What it lacks in originality, "Crazy Heart" makes up for in delivery.
As has-been country great "Bad" Blake, Jeff Bridges delivers one of his most complete performances. He has already won a Golden Globe and is an Oscar front-runner.
We first meet Bad as he shows up for a gig in some dusty Southwestern town. The long-haired, bearded troubadour hauls himself out of his ancient SUV, zips up his pants and rebuckles his belt. (His middle-aged spread needs to breathe during those long drives.)
He checks in with the fawning owner of the bowling alley where he's booked at a cut-rate price, and then makes a beeline for the closest liquor store.
The afternoon is devoted to getting drunk and watching porn in his motel room. To his credit, Bad doesn't disappoint his fans, even though he sometimes has to leave the stage to throw up in a trash can out back. If he's lucky he'll find a waitress or a middle-aged groupie with whom to spend the night.
He has been doing this for close to 30 years.
Bad is bitter that the yacht of fame and success has sailed without him, that former colleagues like Tommy Sweet (an astonishingly good Colin Farrell) have gone on to earn millions in big arena shows and record sales. But the truth is that Bad endures his hand-to-mouth existence because it demands nothing of him that might interfere with his real love: liquor.
Director Scott Cooper's screenplay follows a template established in films like "Tender Mercies" and "Walk the Line" — and especially the recent "The Wrestler." Basically it's this: A loser is redeemed by a good woman.
In "Crazy Heart" that function is wonderfully fulfilled by Maggie Gyllenhaal as Jean, a single mom in Santa Fe, N.M., who shows up to interview the one-time famous singer for the local newspaper and stays to see if there's anything beneath that shaggy charm.

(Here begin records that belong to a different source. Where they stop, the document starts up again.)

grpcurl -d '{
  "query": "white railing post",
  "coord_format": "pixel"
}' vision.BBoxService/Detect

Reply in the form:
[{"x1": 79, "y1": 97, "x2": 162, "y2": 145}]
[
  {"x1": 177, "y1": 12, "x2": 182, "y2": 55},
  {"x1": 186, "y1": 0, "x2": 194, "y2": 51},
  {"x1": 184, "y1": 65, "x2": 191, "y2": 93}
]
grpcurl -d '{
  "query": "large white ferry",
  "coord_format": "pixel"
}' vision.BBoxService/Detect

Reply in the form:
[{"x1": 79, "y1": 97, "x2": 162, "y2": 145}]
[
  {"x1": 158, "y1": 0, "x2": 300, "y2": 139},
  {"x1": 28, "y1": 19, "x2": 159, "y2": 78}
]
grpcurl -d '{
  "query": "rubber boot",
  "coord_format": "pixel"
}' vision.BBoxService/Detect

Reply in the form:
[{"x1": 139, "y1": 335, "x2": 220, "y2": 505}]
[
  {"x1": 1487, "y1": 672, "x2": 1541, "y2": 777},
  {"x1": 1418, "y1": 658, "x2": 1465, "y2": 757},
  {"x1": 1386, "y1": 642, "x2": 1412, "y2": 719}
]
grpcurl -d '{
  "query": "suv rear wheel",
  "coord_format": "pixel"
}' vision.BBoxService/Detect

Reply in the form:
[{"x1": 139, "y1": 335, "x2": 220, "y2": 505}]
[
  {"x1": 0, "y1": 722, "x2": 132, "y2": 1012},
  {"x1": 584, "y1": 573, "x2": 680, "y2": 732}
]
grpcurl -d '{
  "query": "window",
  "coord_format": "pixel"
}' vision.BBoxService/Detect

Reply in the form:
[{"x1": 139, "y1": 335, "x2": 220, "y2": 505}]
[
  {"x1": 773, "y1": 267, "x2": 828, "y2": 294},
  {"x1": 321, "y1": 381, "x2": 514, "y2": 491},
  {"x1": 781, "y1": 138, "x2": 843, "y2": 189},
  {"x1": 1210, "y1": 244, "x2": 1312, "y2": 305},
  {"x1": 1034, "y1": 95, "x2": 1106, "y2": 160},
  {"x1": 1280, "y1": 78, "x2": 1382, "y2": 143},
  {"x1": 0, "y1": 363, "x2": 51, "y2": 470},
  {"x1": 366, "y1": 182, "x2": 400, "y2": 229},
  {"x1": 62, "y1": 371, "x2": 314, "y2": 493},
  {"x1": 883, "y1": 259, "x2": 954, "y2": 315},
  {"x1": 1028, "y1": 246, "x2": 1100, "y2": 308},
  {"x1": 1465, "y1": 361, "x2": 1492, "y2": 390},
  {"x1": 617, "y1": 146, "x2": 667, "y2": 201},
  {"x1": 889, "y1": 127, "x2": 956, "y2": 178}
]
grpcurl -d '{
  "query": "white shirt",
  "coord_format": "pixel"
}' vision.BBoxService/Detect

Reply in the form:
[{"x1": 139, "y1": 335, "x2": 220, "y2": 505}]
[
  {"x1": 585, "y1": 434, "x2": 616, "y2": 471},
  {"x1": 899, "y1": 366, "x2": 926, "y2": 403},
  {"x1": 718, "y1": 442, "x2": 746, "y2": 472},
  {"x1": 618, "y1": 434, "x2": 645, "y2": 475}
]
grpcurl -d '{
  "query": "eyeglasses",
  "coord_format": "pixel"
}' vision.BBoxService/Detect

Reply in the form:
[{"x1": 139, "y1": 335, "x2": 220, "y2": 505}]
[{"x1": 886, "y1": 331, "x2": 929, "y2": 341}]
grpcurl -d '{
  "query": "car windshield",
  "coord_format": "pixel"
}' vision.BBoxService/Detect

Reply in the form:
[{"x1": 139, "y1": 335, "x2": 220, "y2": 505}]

Like Mickey Rourke's battered brawler in "The Wrestler," Bridges' Bad sees a chance for salvation and grabs it. He's happy to play daddy to Jean's young son (Jack Nation), especially since Bad has had no contact with his own grown son.
But despite his essential decency — Bad never deliberately hurts anyone — the guy is a drunk whose carelessness will jeopardize everything he has been working toward.
With the help of an old friend (Robert Duvall as an accommodating bar owner), Bad hits rehab. But is it too little, too late?
No, it's not terribly original. What makes it work is the convincing world Cooper and his players create — a world that features fine country tunes in a late '70s outlaw style, written mostly by T-Bone Burnett and Stephen Bruton and so authentically performed by Bridges that there are moments ("I used to be somebody," he sings, "now I am somebody else") when you wonder if he has been possessed by the ghost of Waylon Jennings.
Bridges takes other risks here. Bad is undeniably charismatic in a worn-out way — there's something of the old-fashioned gentleman about him in sober moments. During their initial interview in a seedy motel, he tells Jean that he doesn't want to discuss his own life. "I want to talk about how bad you make this room look."
But his moments of gentility are perennially threatened by selfishness and a surly attitude. This performance has us simultaneously rooting for his deliverance and thinking he deserves whatever happens to him. This is perfectly balanced high- wire acting.